Bristol-Myers Squibb Company announced that the European Medicines Agency (EMA) validated a type II variation application, which seeks to extend the current indication for Opdivo to include the treatment of adult patients with advanced renal cell carcinoma (RCC) after prior therapy. Validation of the application confirms the submission is complete and begins the EMA’s centralized review process.

Michael Giordano, M.D., senior vice president, head of development, oncology, Bristol-Myers Squibb, commented, “Europe has one of the highest incidence rates of renal cell carcinoma, and a significant percentage of these patients are diagnosed at an advanced stage of the disease. The validation of our application by the EMA is an important step in the regulatory review process in the European Union, and we will continue to work with the utmost speed to bring Opdivo to patients with this cancer.”
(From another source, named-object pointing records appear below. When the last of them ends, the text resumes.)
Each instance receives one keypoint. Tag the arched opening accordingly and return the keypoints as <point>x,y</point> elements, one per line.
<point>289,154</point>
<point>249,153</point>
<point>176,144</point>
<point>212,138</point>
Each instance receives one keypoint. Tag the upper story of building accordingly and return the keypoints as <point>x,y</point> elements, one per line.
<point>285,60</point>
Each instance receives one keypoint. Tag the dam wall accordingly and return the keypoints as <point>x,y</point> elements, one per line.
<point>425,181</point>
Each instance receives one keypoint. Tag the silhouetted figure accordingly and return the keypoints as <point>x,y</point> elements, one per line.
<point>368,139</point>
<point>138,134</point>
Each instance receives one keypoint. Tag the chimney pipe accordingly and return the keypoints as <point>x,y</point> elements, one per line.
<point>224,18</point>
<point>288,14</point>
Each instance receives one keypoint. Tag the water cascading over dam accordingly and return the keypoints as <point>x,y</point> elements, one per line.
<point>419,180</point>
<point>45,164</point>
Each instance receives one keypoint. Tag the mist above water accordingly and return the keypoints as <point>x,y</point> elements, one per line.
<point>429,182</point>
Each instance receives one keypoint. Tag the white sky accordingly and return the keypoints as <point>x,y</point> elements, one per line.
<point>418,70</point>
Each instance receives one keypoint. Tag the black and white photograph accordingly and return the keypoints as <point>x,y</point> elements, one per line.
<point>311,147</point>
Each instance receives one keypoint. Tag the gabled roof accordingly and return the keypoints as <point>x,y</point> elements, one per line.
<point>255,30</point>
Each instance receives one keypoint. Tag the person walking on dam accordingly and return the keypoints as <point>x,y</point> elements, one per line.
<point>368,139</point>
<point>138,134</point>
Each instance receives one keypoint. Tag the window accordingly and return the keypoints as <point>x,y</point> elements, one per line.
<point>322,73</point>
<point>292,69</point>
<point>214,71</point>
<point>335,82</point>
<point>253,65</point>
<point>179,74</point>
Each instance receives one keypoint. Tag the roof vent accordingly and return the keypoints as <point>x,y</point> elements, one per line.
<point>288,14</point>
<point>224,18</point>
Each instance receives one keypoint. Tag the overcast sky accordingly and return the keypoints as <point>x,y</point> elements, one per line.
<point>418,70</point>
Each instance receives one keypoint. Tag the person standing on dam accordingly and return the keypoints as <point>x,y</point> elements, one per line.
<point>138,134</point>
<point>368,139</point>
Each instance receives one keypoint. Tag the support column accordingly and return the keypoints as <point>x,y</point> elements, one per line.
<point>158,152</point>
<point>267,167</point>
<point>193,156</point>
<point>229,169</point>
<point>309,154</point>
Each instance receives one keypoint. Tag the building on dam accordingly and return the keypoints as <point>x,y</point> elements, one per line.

The type II variation submitted is based on data from CheckMate -025, a phase 3 study that evaluated, as the primary endpoint, the overall survival of Opdivo versus everolimus, a current standard of care, in advanced or metastatic clear-cell RCC after prior anti-angiogenic treatment. Results from CheckMate -025 were recently presented at the 2015 European Cancer Congress, and published in The New England Journal of Medicine.

Renal cell carcinoma (RCC) is the most common type of kidney cancer in adults, accounting for more than 100,000 deaths worldwide each year. Clear-cell RCC is the most prevalent type of RCC and constitutes 80 per cent to 90 per cent of all cases. RCC is approximately twice as common in men as it is in women, with the highest rates of the disease found in North America and Europe. Globally, the five-year survival rate for those diagnosed with advanced kidney cancer is 12.1 per cent.

Bristol-Myers Squibb has a broad, global development programme to study Opdivo in multiple tumour types consisting of more than 50 trials – as monotherapy or in combination with other therapies – in which more than 8,000 patients have been enrolled worldwide. Opdivo is the first PD-1 immune checkpoint inhibitor to receive regulatory approval anywhere in the world in July 2014, and currently has regulatory approval in more than 37 countries including the United States, Japan, and in the European Union.